Content validity refers to the extent to which the items on a test are fairly representative of the entire domain the test seeks to measure. This entry discusses origins and definitions of content validation, methods of content validation, the role of [Page 239]content validity evidence in validity arguments, and unresolved issues in content validation.
One of the strengths of content validation is the simple and intuitive nature of its basic idea, which holds that what a test seeks to measure constitutes a content domain and the items on the test should sample from that domain in a way that makes the test items representative of the entire domain. Content validation methods seek to assess this quality of the items on a test. Nonetheless, the underlying theory of content validation is fraught with controversies and conceptual challenges.
At one time, different forms of validation, and indeed validity, were thought to apply to different types of tests. Florence Goodenough made an influential distinction between tests that serve as samples and tests that serve as signs. From this view, personality tests offer the canonical example of tests as signs because personality tests do not sample from a domain of behavior that constitutes the personality variable but rather serve to indicate an underlying personality trait.
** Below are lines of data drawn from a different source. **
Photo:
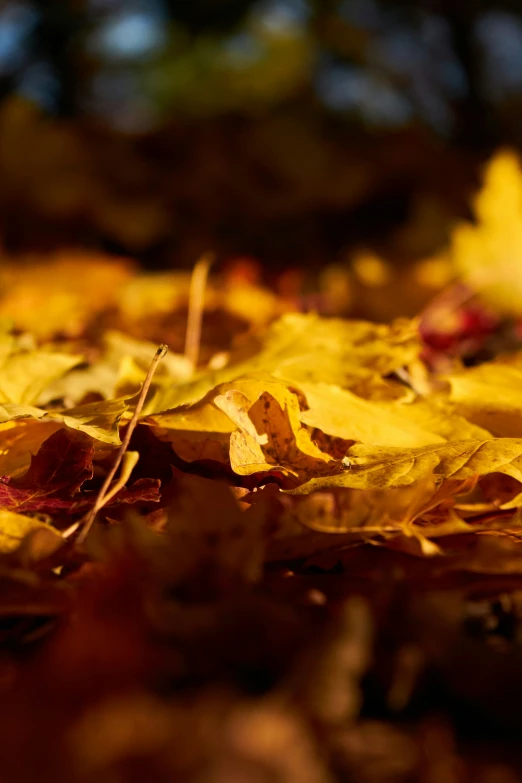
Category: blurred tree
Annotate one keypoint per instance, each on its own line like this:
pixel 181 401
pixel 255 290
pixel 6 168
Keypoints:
pixel 289 129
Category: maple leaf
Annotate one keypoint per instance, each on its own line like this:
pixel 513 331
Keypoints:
pixel 487 254
pixel 371 467
pixel 298 348
pixel 15 527
pixel 56 474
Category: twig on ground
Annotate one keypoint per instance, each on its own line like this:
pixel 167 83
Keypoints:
pixel 104 493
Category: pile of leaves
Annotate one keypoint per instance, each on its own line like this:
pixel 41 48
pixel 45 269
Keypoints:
pixel 289 549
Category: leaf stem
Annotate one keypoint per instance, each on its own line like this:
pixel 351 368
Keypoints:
pixel 198 283
pixel 104 491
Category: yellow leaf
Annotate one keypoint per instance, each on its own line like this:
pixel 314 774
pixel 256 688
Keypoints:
pixel 14 527
pixel 307 348
pixel 489 396
pixel 379 468
pixel 24 376
pixel 487 255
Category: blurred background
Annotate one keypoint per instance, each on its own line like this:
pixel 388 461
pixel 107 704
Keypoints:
pixel 290 131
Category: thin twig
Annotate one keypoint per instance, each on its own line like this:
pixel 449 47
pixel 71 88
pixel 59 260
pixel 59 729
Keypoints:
pixel 90 516
pixel 198 283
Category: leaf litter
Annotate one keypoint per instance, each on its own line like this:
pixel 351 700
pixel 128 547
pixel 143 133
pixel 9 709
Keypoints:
pixel 288 550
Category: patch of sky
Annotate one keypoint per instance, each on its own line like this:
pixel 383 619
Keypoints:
pixel 365 14
pixel 40 84
pixel 350 89
pixel 129 34
pixel 435 37
pixel 115 97
pixel 499 33
pixel 17 21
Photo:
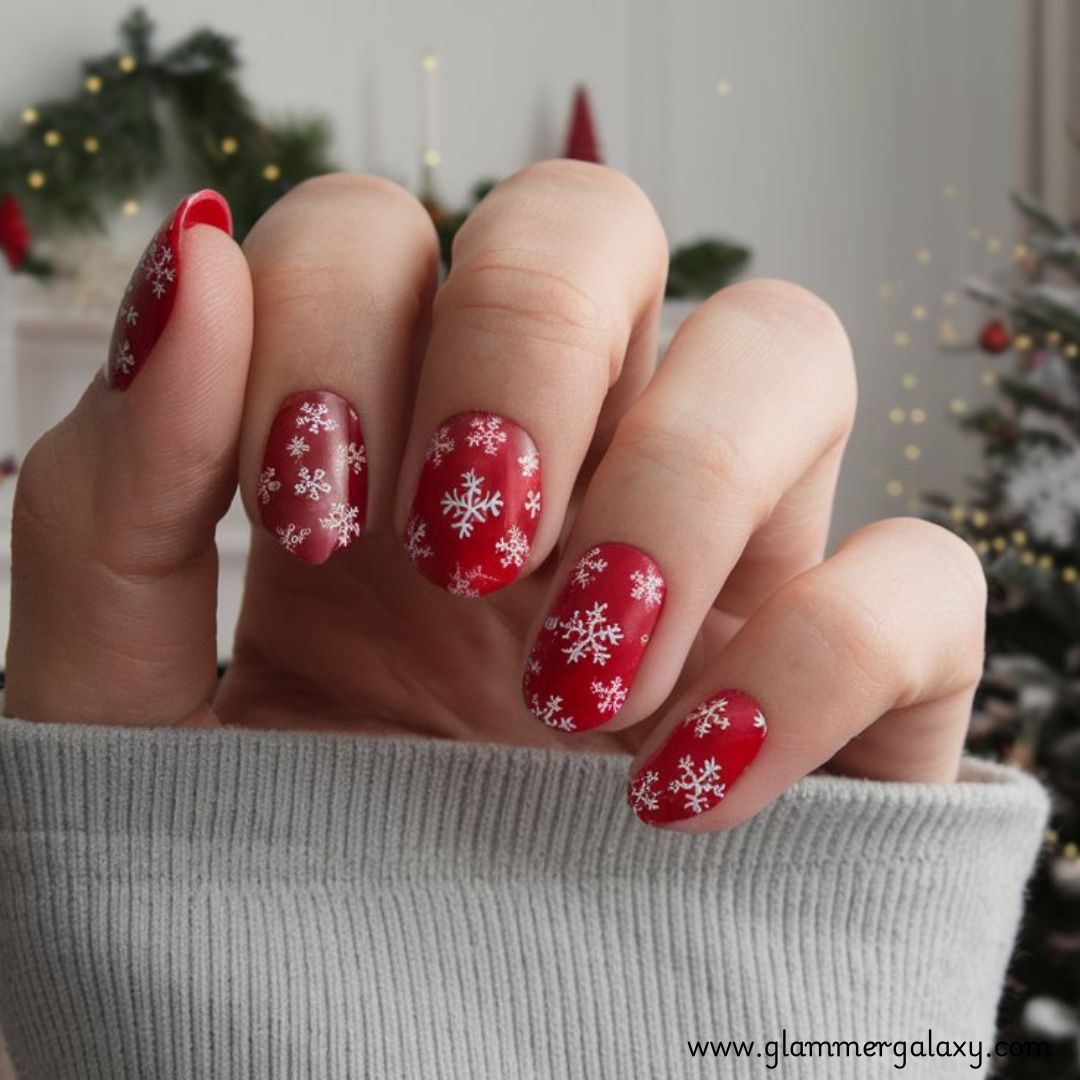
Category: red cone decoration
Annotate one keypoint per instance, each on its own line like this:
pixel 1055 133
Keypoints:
pixel 995 337
pixel 14 234
pixel 581 139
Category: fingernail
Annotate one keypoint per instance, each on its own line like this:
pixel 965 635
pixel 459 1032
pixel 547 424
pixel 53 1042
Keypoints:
pixel 584 659
pixel 151 292
pixel 312 489
pixel 477 504
pixel 694 769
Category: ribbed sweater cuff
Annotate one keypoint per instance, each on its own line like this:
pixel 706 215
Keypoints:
pixel 230 903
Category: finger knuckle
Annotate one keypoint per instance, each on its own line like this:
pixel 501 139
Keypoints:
pixel 515 296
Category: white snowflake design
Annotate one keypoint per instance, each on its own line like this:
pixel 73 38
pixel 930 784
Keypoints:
pixel 311 484
pixel 513 547
pixel 551 712
pixel 470 505
pixel 297 447
pixel 487 432
pixel 159 269
pixel 644 794
pixel 354 457
pixel 710 715
pixel 529 462
pixel 125 359
pixel 416 532
pixel 315 416
pixel 647 586
pixel 588 568
pixel 701 785
pixel 611 696
pixel 292 538
pixel 267 484
pixel 462 581
pixel 590 635
pixel 342 521
pixel 440 446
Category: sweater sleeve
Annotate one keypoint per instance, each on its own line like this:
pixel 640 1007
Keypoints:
pixel 223 904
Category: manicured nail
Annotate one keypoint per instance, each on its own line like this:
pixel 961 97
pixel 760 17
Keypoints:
pixel 476 505
pixel 312 490
pixel 584 659
pixel 701 759
pixel 151 292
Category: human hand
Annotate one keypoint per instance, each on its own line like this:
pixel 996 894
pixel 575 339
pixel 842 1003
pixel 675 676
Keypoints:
pixel 663 545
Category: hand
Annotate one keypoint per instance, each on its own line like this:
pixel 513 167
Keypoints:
pixel 666 535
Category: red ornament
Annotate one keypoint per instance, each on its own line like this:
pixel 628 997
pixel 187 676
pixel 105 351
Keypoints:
pixel 995 337
pixel 14 234
pixel 581 139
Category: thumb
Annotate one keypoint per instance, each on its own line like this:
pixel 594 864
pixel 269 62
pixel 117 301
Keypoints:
pixel 113 567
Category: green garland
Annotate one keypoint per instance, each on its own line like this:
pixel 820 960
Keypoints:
pixel 77 159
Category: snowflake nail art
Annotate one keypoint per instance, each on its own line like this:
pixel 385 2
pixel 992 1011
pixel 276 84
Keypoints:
pixel 151 292
pixel 476 505
pixel 705 754
pixel 312 490
pixel 594 637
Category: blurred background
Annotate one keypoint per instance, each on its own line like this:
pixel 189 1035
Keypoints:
pixel 867 149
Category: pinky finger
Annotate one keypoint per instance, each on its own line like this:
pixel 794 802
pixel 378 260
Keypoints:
pixel 866 664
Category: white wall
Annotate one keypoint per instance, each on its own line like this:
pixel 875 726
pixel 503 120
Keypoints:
pixel 844 122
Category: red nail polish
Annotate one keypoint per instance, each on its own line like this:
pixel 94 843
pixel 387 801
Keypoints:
pixel 151 292
pixel 701 759
pixel 476 505
pixel 584 659
pixel 312 490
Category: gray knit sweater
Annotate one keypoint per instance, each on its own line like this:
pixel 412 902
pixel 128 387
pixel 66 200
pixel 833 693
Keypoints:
pixel 227 904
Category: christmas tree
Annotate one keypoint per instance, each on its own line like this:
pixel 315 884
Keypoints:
pixel 1024 521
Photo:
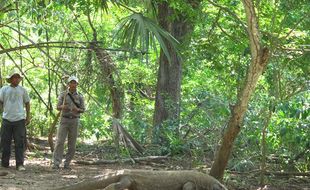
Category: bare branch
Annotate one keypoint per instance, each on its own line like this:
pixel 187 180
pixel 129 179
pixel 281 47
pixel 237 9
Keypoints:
pixel 234 15
pixel 252 28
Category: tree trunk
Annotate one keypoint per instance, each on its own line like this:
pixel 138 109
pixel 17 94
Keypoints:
pixel 259 61
pixel 108 70
pixel 168 92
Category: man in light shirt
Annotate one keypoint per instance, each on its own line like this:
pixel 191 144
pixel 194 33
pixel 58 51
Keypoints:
pixel 16 115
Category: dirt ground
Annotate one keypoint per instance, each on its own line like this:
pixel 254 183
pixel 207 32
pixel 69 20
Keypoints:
pixel 40 176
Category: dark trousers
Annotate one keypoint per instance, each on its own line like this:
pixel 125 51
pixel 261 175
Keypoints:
pixel 17 131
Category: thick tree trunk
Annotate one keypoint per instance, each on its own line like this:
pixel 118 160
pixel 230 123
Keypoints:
pixel 168 92
pixel 259 61
pixel 108 70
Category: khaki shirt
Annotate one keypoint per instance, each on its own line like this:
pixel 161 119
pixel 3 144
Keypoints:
pixel 79 100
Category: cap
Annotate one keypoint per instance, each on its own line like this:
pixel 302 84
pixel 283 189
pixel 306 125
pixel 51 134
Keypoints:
pixel 14 72
pixel 73 78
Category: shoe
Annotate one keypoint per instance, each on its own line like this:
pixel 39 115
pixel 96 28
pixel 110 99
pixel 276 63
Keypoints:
pixel 55 167
pixel 21 168
pixel 67 167
pixel 4 166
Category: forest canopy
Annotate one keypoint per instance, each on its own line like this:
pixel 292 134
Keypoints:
pixel 181 74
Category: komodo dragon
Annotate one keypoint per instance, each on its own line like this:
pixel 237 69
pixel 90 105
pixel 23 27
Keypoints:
pixel 150 180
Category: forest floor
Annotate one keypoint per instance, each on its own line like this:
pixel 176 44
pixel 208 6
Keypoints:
pixel 39 175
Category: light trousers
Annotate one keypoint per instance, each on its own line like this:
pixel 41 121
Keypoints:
pixel 67 128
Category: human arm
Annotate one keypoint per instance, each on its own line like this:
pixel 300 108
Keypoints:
pixel 27 105
pixel 61 103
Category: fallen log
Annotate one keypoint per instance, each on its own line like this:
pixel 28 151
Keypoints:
pixel 140 159
pixel 150 180
pixel 3 173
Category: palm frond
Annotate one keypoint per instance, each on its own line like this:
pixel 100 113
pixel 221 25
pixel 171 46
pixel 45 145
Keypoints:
pixel 137 29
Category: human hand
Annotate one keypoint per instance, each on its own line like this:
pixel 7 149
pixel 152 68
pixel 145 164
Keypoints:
pixel 27 121
pixel 75 110
pixel 64 107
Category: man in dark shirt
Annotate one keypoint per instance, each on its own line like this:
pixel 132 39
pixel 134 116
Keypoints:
pixel 71 104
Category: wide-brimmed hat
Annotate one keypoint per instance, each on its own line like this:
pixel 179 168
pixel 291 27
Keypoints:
pixel 14 72
pixel 73 78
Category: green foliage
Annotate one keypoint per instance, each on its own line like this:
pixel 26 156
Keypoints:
pixel 214 68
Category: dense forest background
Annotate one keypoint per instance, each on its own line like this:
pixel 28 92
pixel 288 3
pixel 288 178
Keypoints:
pixel 225 83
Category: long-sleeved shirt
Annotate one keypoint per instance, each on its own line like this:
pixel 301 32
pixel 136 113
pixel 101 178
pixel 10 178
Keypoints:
pixel 64 99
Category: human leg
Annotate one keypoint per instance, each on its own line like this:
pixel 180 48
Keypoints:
pixel 72 136
pixel 60 141
pixel 6 140
pixel 19 141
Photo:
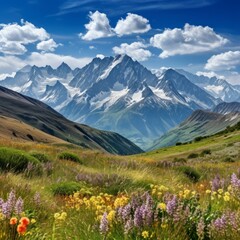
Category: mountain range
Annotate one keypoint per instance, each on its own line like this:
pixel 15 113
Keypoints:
pixel 26 118
pixel 121 95
pixel 201 123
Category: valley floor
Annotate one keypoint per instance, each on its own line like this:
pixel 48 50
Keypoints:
pixel 183 192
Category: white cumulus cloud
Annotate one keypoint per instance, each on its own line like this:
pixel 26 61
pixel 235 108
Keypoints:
pixel 10 64
pixel 132 24
pixel 54 60
pixel 14 37
pixel 191 39
pixel 47 46
pixel 136 50
pixel 98 27
pixel 210 74
pixel 224 61
pixel 101 56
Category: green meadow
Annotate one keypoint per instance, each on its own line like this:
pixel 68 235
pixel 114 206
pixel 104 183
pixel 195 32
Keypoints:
pixel 189 191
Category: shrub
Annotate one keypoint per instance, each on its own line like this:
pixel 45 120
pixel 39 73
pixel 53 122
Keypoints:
pixel 180 160
pixel 193 155
pixel 41 157
pixel 113 183
pixel 228 159
pixel 205 152
pixel 17 160
pixel 65 188
pixel 70 157
pixel 197 139
pixel 191 173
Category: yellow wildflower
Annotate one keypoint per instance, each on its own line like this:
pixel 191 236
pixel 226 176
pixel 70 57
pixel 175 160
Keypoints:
pixel 162 206
pixel 220 191
pixel 145 234
pixel 111 216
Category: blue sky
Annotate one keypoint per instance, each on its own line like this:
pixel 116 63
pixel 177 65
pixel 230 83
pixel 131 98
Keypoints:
pixel 198 35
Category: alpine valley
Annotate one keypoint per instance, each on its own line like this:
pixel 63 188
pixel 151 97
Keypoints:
pixel 121 95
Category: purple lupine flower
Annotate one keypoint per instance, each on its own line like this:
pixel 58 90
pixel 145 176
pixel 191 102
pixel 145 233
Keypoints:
pixel 11 199
pixel 126 212
pixel 220 223
pixel 104 224
pixel 138 217
pixel 177 213
pixel 217 183
pixel 19 206
pixel 235 182
pixel 200 229
pixel 7 209
pixel 37 199
pixel 171 205
pixel 147 214
pixel 1 202
pixel 128 226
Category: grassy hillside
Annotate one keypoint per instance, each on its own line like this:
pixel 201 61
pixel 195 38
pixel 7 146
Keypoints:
pixel 42 117
pixel 181 192
pixel 200 123
pixel 13 129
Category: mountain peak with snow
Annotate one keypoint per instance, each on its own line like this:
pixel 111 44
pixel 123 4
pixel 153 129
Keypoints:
pixel 117 94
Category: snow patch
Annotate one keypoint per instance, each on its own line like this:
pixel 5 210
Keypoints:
pixel 160 93
pixel 112 66
pixel 214 89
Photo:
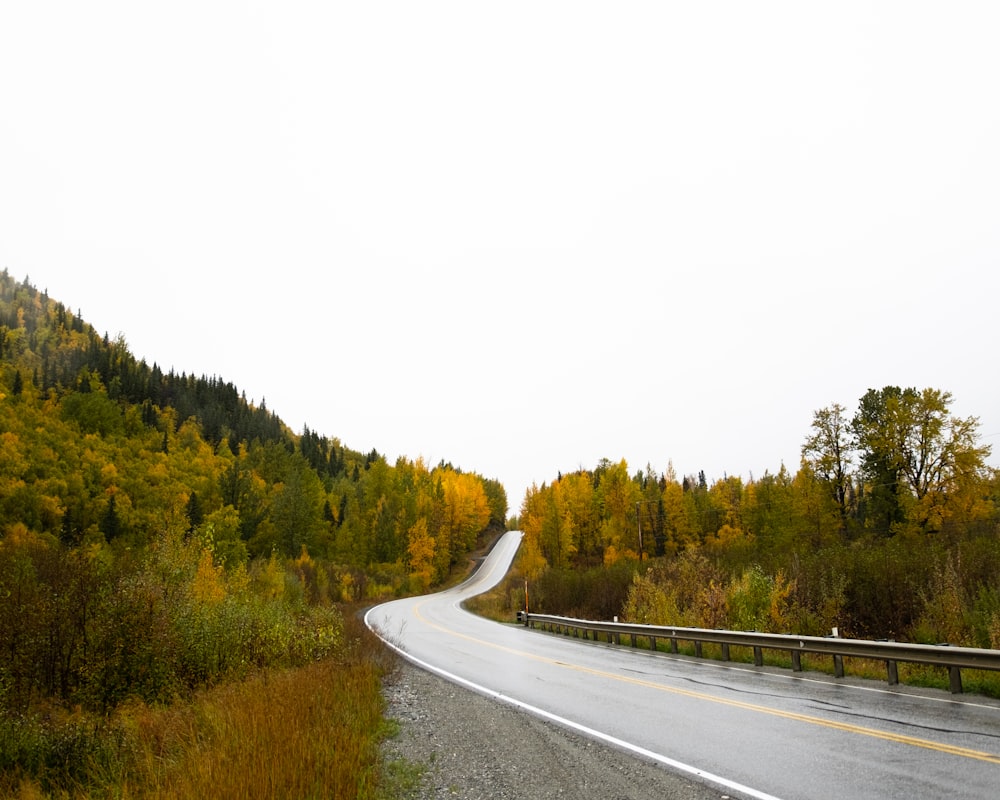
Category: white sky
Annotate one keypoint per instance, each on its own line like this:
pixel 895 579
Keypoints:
pixel 521 236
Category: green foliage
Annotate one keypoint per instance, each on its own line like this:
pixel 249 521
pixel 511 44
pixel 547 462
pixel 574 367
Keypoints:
pixel 889 529
pixel 160 534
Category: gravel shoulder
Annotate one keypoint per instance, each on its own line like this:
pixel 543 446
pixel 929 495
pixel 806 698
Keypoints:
pixel 456 743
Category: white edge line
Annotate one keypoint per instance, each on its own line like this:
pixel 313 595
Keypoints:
pixel 592 733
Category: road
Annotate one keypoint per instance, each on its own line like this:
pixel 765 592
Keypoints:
pixel 752 732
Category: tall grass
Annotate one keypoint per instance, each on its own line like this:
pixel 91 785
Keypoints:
pixel 311 732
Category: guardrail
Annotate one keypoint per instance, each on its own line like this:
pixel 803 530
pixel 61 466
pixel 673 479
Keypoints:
pixel 955 659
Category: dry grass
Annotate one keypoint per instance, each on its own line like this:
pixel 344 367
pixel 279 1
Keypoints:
pixel 312 732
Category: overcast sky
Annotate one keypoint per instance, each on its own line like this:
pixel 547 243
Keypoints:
pixel 521 236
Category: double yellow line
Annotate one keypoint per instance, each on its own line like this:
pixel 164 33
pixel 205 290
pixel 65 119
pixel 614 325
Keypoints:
pixel 859 730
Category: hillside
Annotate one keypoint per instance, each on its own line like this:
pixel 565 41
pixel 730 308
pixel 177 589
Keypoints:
pixel 96 444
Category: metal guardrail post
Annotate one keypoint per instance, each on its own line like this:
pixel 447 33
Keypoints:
pixel 954 659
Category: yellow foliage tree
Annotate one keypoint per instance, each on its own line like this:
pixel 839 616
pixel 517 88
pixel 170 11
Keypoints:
pixel 420 551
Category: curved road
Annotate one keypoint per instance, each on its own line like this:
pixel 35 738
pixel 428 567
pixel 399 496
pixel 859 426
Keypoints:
pixel 752 732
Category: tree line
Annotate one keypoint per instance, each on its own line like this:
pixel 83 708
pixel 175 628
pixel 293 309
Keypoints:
pixel 158 531
pixel 888 528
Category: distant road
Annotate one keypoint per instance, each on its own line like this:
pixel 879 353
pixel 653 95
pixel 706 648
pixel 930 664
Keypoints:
pixel 753 732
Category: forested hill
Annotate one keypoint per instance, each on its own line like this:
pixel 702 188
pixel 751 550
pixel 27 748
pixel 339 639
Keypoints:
pixel 96 445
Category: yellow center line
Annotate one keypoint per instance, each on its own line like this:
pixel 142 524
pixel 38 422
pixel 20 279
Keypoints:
pixel 846 727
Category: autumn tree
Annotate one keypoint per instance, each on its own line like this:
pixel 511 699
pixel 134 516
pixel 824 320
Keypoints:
pixel 828 450
pixel 913 453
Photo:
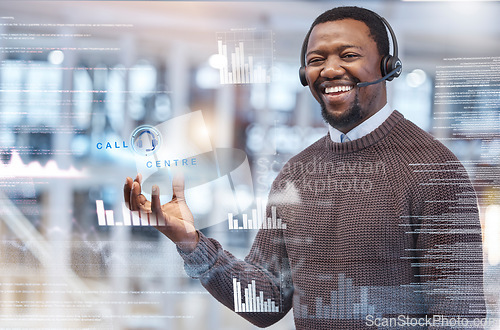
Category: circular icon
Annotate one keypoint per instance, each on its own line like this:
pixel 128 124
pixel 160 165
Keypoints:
pixel 145 140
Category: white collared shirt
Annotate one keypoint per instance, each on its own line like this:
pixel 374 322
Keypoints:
pixel 364 128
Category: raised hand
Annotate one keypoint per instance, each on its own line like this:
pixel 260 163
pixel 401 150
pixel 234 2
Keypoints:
pixel 178 219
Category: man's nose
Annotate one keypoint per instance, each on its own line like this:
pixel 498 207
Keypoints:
pixel 332 68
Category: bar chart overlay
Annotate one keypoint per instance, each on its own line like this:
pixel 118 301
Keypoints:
pixel 247 56
pixel 251 300
pixel 257 219
pixel 128 218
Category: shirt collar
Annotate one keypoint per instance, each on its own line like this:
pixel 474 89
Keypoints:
pixel 365 127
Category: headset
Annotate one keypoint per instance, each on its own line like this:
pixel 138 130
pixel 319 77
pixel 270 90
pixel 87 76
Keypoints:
pixel 390 66
pixel 154 141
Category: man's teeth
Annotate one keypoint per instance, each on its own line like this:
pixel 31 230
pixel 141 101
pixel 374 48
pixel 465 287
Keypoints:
pixel 337 89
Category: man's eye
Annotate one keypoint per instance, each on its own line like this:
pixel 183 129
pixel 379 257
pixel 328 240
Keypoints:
pixel 350 56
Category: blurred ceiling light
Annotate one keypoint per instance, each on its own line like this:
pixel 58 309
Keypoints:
pixel 56 57
pixel 416 78
pixel 217 61
pixel 207 77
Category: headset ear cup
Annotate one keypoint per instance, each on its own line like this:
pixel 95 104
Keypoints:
pixel 395 63
pixel 388 64
pixel 302 76
pixel 384 66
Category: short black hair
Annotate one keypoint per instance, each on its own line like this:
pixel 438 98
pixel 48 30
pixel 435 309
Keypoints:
pixel 377 28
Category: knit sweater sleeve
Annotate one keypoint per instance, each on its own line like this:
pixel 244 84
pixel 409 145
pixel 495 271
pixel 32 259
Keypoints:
pixel 266 268
pixel 447 233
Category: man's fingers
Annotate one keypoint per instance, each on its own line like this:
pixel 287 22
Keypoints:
pixel 156 206
pixel 135 192
pixel 126 191
pixel 178 186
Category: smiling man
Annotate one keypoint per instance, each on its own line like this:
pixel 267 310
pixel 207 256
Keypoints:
pixel 403 251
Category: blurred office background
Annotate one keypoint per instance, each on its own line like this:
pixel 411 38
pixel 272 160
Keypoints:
pixel 74 74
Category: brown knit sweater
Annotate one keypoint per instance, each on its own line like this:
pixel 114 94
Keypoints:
pixel 381 227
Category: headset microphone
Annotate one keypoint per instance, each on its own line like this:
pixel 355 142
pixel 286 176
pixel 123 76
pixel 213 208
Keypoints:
pixel 393 72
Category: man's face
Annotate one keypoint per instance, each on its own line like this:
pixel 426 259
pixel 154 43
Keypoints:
pixel 339 55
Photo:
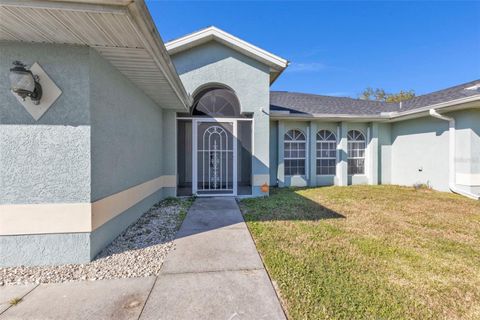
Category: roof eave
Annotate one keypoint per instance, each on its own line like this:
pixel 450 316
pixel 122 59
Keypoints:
pixel 138 13
pixel 448 106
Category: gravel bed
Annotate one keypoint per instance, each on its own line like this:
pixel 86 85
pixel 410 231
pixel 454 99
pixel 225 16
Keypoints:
pixel 139 251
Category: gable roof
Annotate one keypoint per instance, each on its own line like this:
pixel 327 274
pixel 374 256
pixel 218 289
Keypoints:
pixel 284 102
pixel 276 63
pixel 122 31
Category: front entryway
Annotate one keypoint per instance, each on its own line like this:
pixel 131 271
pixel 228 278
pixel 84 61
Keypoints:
pixel 214 164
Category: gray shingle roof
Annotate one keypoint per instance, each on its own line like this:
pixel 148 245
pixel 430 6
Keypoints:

In contrast, educational achievement tests offer the canonical example of tests as samples because the items sample from a knowledge or skill domain, operationally defined in terms of behaviors that demonstrate that corresponding knowledge or skill that the test measures achievement in. For example, if an addition test contains items representative of all combinations of single digits, then it may adequately represent addition of single-digit numbers, but it would not adequately represent addition of numbers with more than one digit.
Jane Loevinger and others have argued that the above distinction does not hold up because all tests actually function as signs. The inferences drawn from test scores always extend beyond the test-taking behaviors themselves, but it is impossible for the test to include anything beyond test-taking behaviors. Even work samples can extend only to samples of work gathered within the testing procedure (as opposed to portfolios, which lack the standardization of testing procedures). To return to the above example, one does not use an addition test to draw conclusions only about answering addition items on a test but seeks to generalize to the ability to add in contexts outside addition tests.
At the heart of the above issue lies the paradigmatic shift from discrete forms of validity, each appropriate to one kind of test, to a more unified approach to test validation. The term content validity initially differentiated one form of validity from criterion validity (divisible into concurrent validity and predictive validity, depending on the timing of the collection of the criterion data) and construct validity (which initially referred primarily to the pattern of correlations with other variables, the nomological net, and to the pattern of association between the scores on individual items within the test). Each type of validity arose from a set of practices that the field developed to address a particular type of practical application of test use. Content validity was the means of validating tests used to sample a content domain and evaluate mastery within that domain. The unified view of validity initiated by Jane Loevinger and Lee Cronbach, and elaborated by Samuel Messick, sought to forge a single theory of test validation that subsumed these disparate practices.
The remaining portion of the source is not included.